The volume of transactions in beaten-down industries, from travel to healthcare to gaming, suggests executives and directors are more bullish than they’ve been at most other points in the past decade, according to Sundial Capital Research.
Carnival Corp. board member Randall Weisenburger bought $10 million of stock in the beleaguered cruise-line operator last week. The shares have jumped 56% since the purchase.
Others are going further to maximize returns. UBS Group AG is seeing ultra-wealthy clients ramp up borrowing to place more wagers in what they see as a cheap market. Mortgage brokers to the rich have said more clients are seeking loans backed by real estate to help them repay other debt, invest in businesses and snap up other assets.
There have been massive losers among the moneyed set. Many in the oil and gas industry have been hammered by the collapse in crude prices including wildcatter Harold Hamm, whose fortune is down 64% to $3.7 billion. Emerging-market billionaires aren’t reaping the same rewards as those in the U.S., and there have been margin calls and forced sales.

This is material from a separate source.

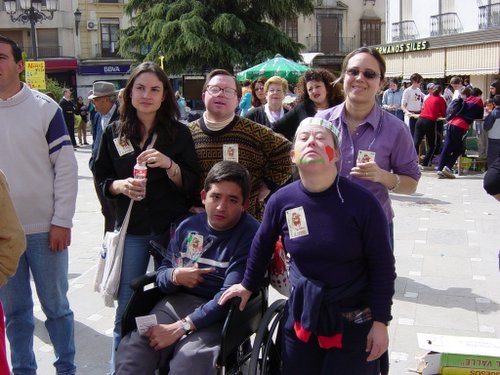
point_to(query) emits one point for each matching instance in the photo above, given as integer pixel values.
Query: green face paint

Airline passenger volume is down 95%. So who is in that remaining 5%?
But there also have been remarkable gains.
Leading the group is Bezos, who has added almost $24 billion to his fortune in 2020, as well as MacKenzie Bezos, who was left with a 4% stake in Amazon as part of the couple’s recent divorce settlement. Her net worth has climbed $8.2 billion to $45.3 billion, and she’s now No. 18 on the Bloomberg wealth ranking, ahead of Mukesh Ambani, India’s richest person, and Mexico’s Carlos Slim. (Amazon’s share price gained 1% early Wednesday, even as the rest of the market sank.)

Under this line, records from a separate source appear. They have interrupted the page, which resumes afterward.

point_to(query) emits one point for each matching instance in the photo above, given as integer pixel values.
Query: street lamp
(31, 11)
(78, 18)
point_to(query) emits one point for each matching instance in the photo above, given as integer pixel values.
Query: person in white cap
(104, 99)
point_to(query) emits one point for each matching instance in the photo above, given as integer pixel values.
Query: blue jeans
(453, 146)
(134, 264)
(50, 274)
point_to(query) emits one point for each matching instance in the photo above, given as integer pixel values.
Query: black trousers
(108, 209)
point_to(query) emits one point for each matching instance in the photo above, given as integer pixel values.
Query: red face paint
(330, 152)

Shares of rival retailer Walmart Inc. have also advanced, buoying the fortunes of the world’s richest family. Alice, Jim and Rob Walton now have a combined net worth of $169 billion, up almost 5% since the start of the year.
Tesla Inc. Chief Executive Officer Elon Musk has added $10.4 billion to his fortune this year, more than anyone except Bezos.
The fortune of Zoom Video Communications Inc. founder Eric Yuan has more than doubled to $7.4 billion, as demand for its teleconferencing service exploded in the wake of the pandemic-driven lockdown.
“The unfairness of it all is who is going to benefit from it most,” Maley said. “Money makes money.”